Password Policy
This password policy is applied when the GoodData Platform is handling user management and not any additional single sign-on policies implemented on the customer side.
The password that you use to connect to the GoodData platform can be used to connect to the platform through any supported interface: CloudConnect Designer, REST APIs, gray pages, and potentially any scripts you use with GoodData.
Apart from the security policy and requirements on your site, your password must meet the following criteria:
Default Password Policy
- Does not contain character sequences (for example, 11111, 12345, qwerty and so on).
- Is not a previously used password.
- Does not contain any similarities to your login.
- Has a minimum length of 7 characters.
- Commonly known weak passwords are not accepted (password123, etc.).
Stronger Password Policy
- Your can define a minimum password length of 1 characters up to a maximum of 128 characters.
- You can define password complexity to contain a combination (up to a total of four) of the following:
- Digits (0 to 9)
- Uppercase characters (A to Z)
- Lowercase characters (a to z)
- Special characters (!@#$%^&*())
- Unicode
- Enforcement for users to change password upon expiry (ON/OFF per domain and/or user)
- Password expiry range (duration in minutes, hours, days, months or years per domain)
- Number of unique passwords used before reuse (for example, new password must not match previous seven passwords used)

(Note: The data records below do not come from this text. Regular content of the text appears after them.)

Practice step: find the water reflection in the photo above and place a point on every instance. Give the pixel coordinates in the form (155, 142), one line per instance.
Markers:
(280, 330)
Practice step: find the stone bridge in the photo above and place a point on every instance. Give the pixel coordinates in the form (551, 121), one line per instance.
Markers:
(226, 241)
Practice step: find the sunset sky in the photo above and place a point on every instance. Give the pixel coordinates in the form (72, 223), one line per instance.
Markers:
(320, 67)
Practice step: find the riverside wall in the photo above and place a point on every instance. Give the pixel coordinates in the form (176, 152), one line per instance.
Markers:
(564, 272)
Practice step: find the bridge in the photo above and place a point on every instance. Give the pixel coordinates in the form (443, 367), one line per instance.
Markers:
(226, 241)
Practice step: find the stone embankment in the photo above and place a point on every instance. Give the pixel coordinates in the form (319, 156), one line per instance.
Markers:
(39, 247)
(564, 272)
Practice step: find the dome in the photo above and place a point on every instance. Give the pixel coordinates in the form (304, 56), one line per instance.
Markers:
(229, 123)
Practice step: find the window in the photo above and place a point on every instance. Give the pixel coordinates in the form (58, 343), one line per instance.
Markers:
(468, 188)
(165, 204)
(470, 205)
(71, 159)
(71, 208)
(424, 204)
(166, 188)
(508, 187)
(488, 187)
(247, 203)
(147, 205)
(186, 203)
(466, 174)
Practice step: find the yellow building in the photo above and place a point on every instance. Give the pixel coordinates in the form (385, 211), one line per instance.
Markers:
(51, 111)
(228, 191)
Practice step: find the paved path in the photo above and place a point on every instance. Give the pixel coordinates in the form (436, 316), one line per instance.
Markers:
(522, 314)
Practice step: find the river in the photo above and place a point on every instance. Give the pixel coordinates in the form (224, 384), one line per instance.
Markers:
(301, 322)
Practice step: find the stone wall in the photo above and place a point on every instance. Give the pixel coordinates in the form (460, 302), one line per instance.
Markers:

- Contact GoodData Support to enable stronger password options including a minimum password character length and number of required character groups.
If you require additional stronger or custom password policy, view Set up User Authentication and SSO.
Password Security Best Practices
- Implement Single Sign-On (SSO) with Multi-Factor Authentication (MFA) Whenever possible, set up SSO through a trusted Identity Provider with MFA support. Configure it as an SSO-only solution, preventing fallback to password authentication without MFA.
- Strengthen Password Requirements
If SSO isn’t feasible, consider:
- Increasing the minimum password length to 10 characters or more. However, longer passwords are not necessarily better. Requiring long passwords can lead to undesired user behavior, such as choosing repeating patterns that are not hard to guess, writing passwords down, or reusing them.
- Removing character-composition requirements. Most people use similar patterns if they are forced to combine certain characters (i.e. capital letter in the first position, a symbol in the last, and a number in the last 2), which can be exploited by attackers.
- Eliminating mandatory periodic password resets for user accounts. Mandatory resets drive users to very predictable passwords that are closely related to each other. Such passwords can be predicted based on the previous ones.
- Prohibiting common passwords to enhance system security. GoodData includes a block list of commonly used passwords to reduce the risk of successful brute-force attacks.
- Educating users against reusing their work-related passwords for other purposes.
- Evaluate Complexity Rules Strict complexity rules may not always enhance security, but they might be necessary to meet legacy compliance standards. Encouraging longer passphrases instead of passwords can be effective.
Change Password
We recommend that you change your passwords on a regular basis.
Steps:
Log in to GoodData.
Click your username in the top right corner, and select Account. The account settings page opens.
Click Change Password. A pop-up dialog for changing the password appears.
Enter the old password, the new password, and confirm the new password. Click Save.
If saving your password fails, delete the cookies in your browser and retry.The dialog closes. Your password has changed.
Log out from the Portal and log back in using the new password.
If you are using CloudConnect, apply the password change in CloudConnect (for details, see Apply a GoodData Password Change to CloudConnect Designer).